# Urban Exploring in the news



## Ladyhayles (Feb 25, 2012)

Did do a quick search but can't find any reference to this as yet. Really interesting article about guys exploring London underground tunnels and disused stations.

http://www.dailymail.co.uk/news/article-2106349/Who-said-trainspotting-anoraks-Meet-urban-explorers-hunting-Londons-ghost-stations-sparked-terror-alert-Royal-wedding.html.html


----------



## Derelict-UK (Feb 26, 2012)

Old news.

Although, lol at that ASBO


----------



## flyboys90 (Feb 26, 2012)

There is a bigger article in yesterdays Guardian linking it to the Olympics and the security.


----------



## highcannons (Feb 26, 2012)

Lol! Now loads of people who read papers and never thought of it will think of it...


----------



## flyboys90 (Feb 26, 2012)

??? pardon?


----------



## djmcambs (Feb 28, 2012)

we arent the bad guys, the police and the authorities want to be targeting the chavs and drug addicts that cause damage and vandalism to the underground system and be a little more sympathetic to our cause and what we do for documenting history.


----------



## UEP-Wales (Feb 29, 2012)

I think it is very strange that there is a 10 year speaking ban on these people. We have the basic human right to speak to who ever we want to. I understand a ban whilst a court case is pending but if it was me, a massive middle finger would be put up and I would talk to my friends.


----------



## krela (Feb 29, 2012)

Fairly hefty doses of bullshit going on there, there are no legal mechanism for banning people from talking to each other, blogging or otherwise. The Daily Mail has never been known for sticking to reality though.


----------



## TeeJF (Feb 29, 2012)

If it's in the Daily Mail it's a load of bull shit.


----------



## highcannons (Feb 29, 2012)

TeeJF said:


> If it's in the Daily Mail it's a load of bull shit.



Too right, but all too well believed by the readers.......


----------



## highcannons (Feb 29, 2012)

flyboys90 said:


> ??? pardon?



They are thick and it would not have occurred to them.....it will now...

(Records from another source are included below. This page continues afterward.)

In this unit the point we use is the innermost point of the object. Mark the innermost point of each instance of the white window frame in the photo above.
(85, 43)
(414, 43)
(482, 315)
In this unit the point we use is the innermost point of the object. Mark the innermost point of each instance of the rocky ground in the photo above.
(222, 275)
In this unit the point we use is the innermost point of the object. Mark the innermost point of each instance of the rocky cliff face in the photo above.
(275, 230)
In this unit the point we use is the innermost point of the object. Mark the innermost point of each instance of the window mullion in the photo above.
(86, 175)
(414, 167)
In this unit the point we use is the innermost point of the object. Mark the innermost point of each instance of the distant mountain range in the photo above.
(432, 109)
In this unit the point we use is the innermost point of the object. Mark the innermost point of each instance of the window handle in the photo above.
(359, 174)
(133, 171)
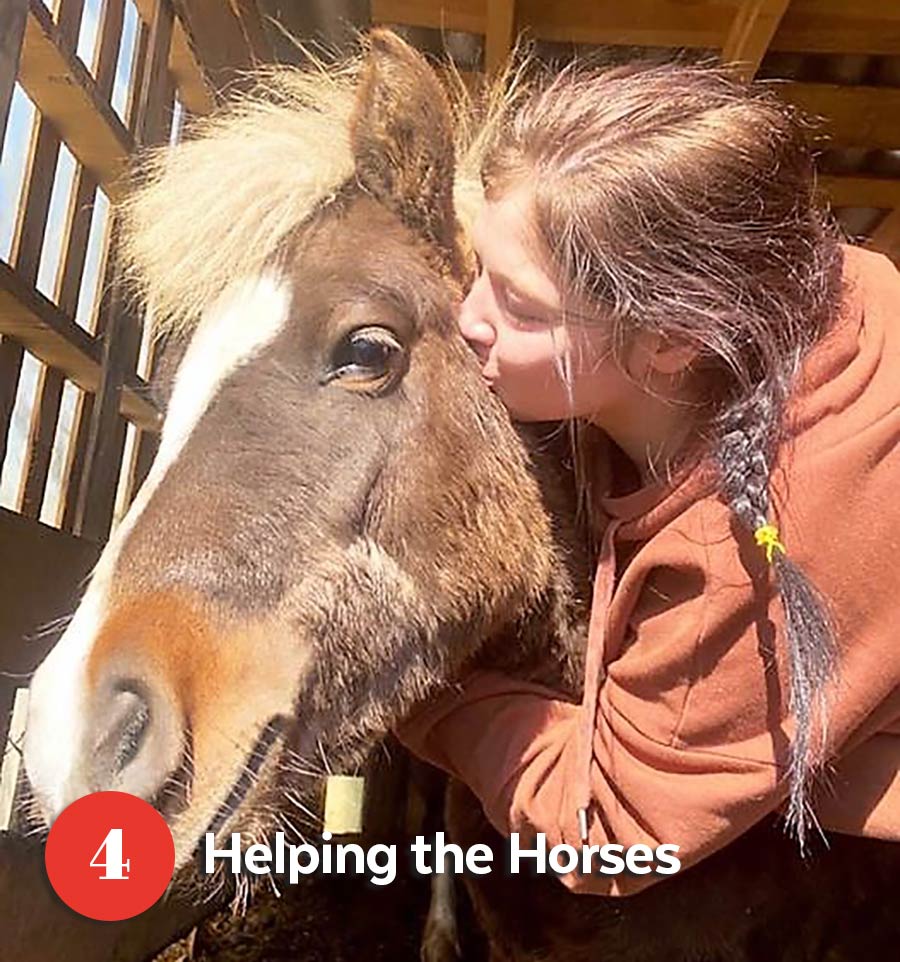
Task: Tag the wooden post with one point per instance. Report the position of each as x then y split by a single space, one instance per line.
751 32
12 30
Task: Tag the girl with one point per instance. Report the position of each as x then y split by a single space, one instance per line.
653 264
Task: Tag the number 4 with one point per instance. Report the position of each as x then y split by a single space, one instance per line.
113 864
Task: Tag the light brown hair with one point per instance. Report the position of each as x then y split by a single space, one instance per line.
676 199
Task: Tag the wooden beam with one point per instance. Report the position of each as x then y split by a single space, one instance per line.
36 323
854 116
66 94
12 30
152 123
27 255
880 192
499 31
193 88
752 30
886 237
108 50
225 37
809 26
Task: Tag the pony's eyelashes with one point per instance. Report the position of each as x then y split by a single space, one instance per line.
368 360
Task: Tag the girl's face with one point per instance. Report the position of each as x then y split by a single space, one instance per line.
513 319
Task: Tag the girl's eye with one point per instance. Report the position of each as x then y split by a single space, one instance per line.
522 314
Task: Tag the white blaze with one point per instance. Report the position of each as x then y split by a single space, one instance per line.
247 318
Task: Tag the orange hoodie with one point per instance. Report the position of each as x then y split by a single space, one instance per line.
683 736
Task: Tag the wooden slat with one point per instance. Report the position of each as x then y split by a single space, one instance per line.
83 193
108 48
886 236
840 26
12 29
225 37
499 30
150 124
50 395
880 192
40 446
76 470
751 32
27 250
11 354
106 439
809 26
34 321
69 20
184 65
27 254
855 116
66 94
140 68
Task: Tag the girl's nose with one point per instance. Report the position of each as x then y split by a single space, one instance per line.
474 318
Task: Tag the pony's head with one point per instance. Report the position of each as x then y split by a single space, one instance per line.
340 511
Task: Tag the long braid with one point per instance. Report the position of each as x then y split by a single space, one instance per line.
744 456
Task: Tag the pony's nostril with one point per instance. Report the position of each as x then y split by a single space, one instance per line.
137 737
126 726
132 718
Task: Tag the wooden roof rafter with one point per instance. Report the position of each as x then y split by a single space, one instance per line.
755 24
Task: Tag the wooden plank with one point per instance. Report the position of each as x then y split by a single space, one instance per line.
66 94
76 469
69 19
12 30
225 37
150 125
36 205
50 396
140 67
854 116
840 26
108 48
83 192
809 26
193 87
40 448
881 192
11 354
37 323
27 256
106 438
500 27
751 32
886 237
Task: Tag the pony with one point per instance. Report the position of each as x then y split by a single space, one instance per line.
341 519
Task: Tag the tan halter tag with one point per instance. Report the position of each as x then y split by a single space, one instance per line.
343 804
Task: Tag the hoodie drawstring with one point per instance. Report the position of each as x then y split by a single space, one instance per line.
594 670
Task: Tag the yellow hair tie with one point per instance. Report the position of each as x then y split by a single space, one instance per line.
767 537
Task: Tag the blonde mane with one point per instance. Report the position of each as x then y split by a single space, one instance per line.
217 207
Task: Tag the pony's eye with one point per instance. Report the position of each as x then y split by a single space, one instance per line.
368 359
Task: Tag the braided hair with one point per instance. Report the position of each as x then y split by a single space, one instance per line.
678 199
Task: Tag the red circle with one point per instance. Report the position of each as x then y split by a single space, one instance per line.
131 846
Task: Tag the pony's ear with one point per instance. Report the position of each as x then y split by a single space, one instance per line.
402 141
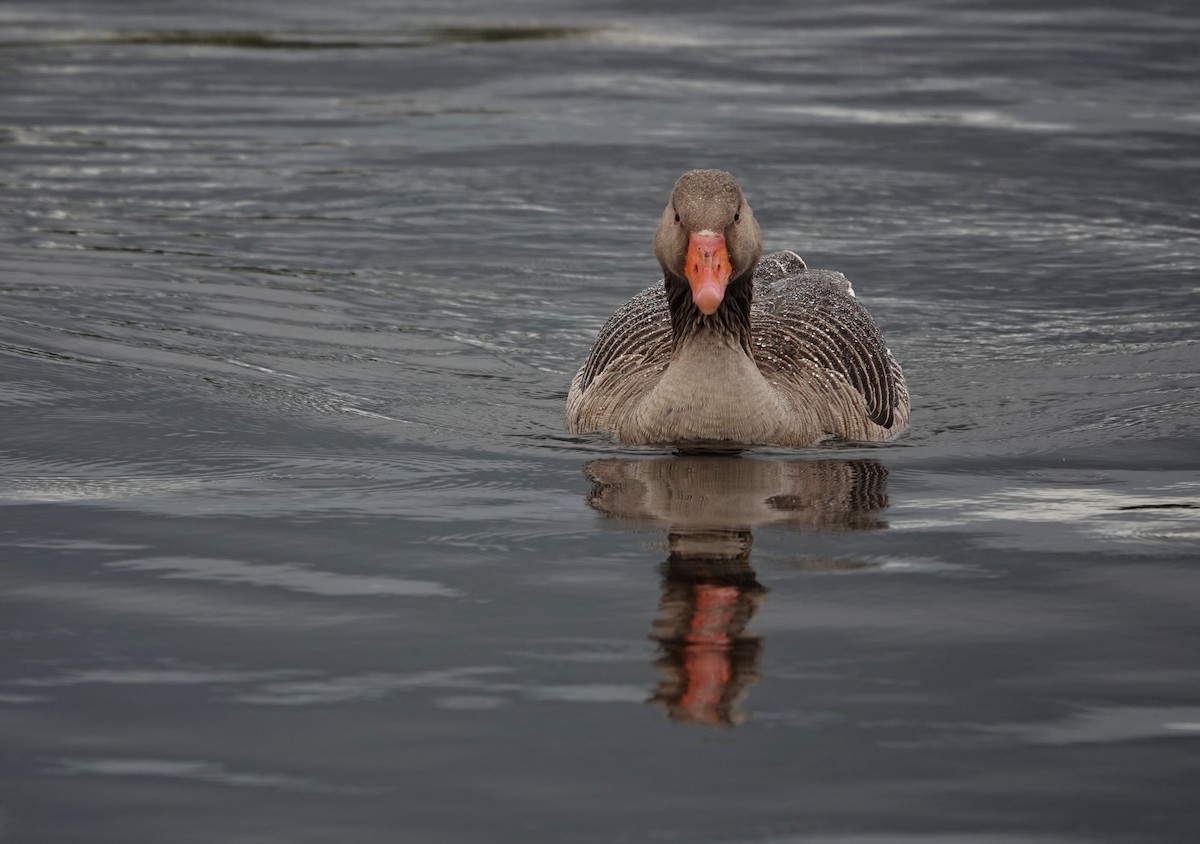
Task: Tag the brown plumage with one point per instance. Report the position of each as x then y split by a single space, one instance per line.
732 349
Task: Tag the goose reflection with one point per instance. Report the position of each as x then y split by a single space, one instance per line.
709 503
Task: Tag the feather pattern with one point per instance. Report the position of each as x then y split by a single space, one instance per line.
808 330
733 348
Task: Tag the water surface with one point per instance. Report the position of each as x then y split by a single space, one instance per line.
297 546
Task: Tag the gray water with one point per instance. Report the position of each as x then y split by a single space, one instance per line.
297 546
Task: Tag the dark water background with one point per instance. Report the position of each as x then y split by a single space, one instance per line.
297 549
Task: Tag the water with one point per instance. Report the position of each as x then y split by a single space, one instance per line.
297 548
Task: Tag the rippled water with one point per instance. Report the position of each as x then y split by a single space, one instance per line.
297 548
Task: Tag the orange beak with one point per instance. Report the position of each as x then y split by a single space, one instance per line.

 do you read the Guardian?


----------



## flyboys90 (Feb 29, 2012)

highcannons said:


> They are thick and it would not have occurred to them.....it will now...
> 
> do you read the Guardian?



I do ! and why?


----------



## highcannons (Feb 29, 2012)

flyboys90 said:


> I do ! and why?



Er, I'll just take my foot out of it and slink away somewhere or other


----------



## godzilla73 (Feb 29, 2012)

highcannons said:


> Er, I'll just take my foot out of it and slink away somewhere or other



Guardian readers of the world! Unite and take over!!!


----------



## flyboys90 (Feb 29, 2012)

godzilla73 said:


> Guardian readers of the world! Unite and take over!!!



Come the Revolution !!


----------



## peanuts (Mar 2, 2012)

godzilla73 said:


> Guardian readers of the world! Unite and take over!!!



dont you mean

grauniad readers of the world untie lol


----------



## highcannons (Mar 2, 2012)

Anyrate, I thought Garda readers were liberal, I mean they aint gonna revolution anything are they?


----------



## flyboys90 (Mar 2, 2012)

highcannons said:


> Anyrate, I thought Garda readers were liberal, I mean they aint gonna revolution anything are they?



Very true! I,ll just go where the money is.


----------